Separation of church and state in France

I was interested to read about the French take on church-state separation in this BBC article
Secular France Mulls Mosque Subsidies

I am curious

  1. What precipitated this law in the years leading up to 1905?

  2. Were there cases where a church was started in the nick of time, simply to beat the deadline for this funding?

My guess is that the old churches, like the cathedrals, are too much of a tourist draw to simply let them crumble away. Only a guess, though.

I’d second that. If a building is declared a national monument (as I’m sure many churches are) then govt funding is usually available to help in their upkeep.

I’m by no means an expoert in French ecclesiastic history, but I know that the relationship between the French government and church has a long history of struggle.
In the 1789 revolution (or maybe later, during the Terror), the church was abolished, church lands confiscated, and priests punished, in favour of the new quasi-religion of Reason. The catholic church still had quite a lot of popular, if not legal, support. The Restauration re-introduced the Church of France, but didn’t give their lands back. I’m not sure what the 1848 revolution did, but I don’t think it mattered much outside Paris.

All that to say that there was never a clean break between church and state, and still today the Church of France has more power than in many other European countries - notably in the domain of education.

Perhaps the French could compromise on the mosque-funding issue.

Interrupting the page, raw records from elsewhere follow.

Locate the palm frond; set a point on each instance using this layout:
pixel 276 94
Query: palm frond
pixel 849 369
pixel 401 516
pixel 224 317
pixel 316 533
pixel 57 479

Maybe they could fund just the small ones, the mosquitoes.

I’d give you a smilie, but I’m on the wrong screen.

I appreciate the responses so far, but I wasn’t clear enough in my question. I understand why there is the provision to continue funding the upkeep of the old churches. I’m wondering why in 1905 they ceased providing any other funding to these church communities. Seems logical from an American perspective, but why in 1905?

And, does this only apply to Catholic churches? Were there no protestant or orthodox churches in that year, or did this law simply discriminate against them? Finally, if there were no “landmark” or “monument” protestant churches that qualified in 1905, could the protestant (or Catholic) churches in areas under German control at that time qualify when they became French?

The Third Republic had a long track record of anti-clericalism starting with its founding in 1871. This was at least partly in reaction to the Catholic Church’s long-standing royallist, anti-republican stance.

According to this (somewhat confusing) site, the separation laws of 1905 weren’t in response to any one event, so much as just another step in a long series of acts aimed at reducing the influence of the Catholic Church (including breaking off diplomatic relations with the Vatican in 1904).

Also, according to the site I linked to, Protestants made up only 2% of the population in 1870 (and probably not much more by 1905), and so were not a big political influence.

I can’t find an English translation of the law, but it seems to apply to all religions, not just Catholics, although the aim was mainly to stabilize and solidify the government by reducing the political power of the Catholic Church. Remember, they’d gone through seven different governments in the past 120 years, so the fear of some group engineering an overthrow was not a far-fetched one.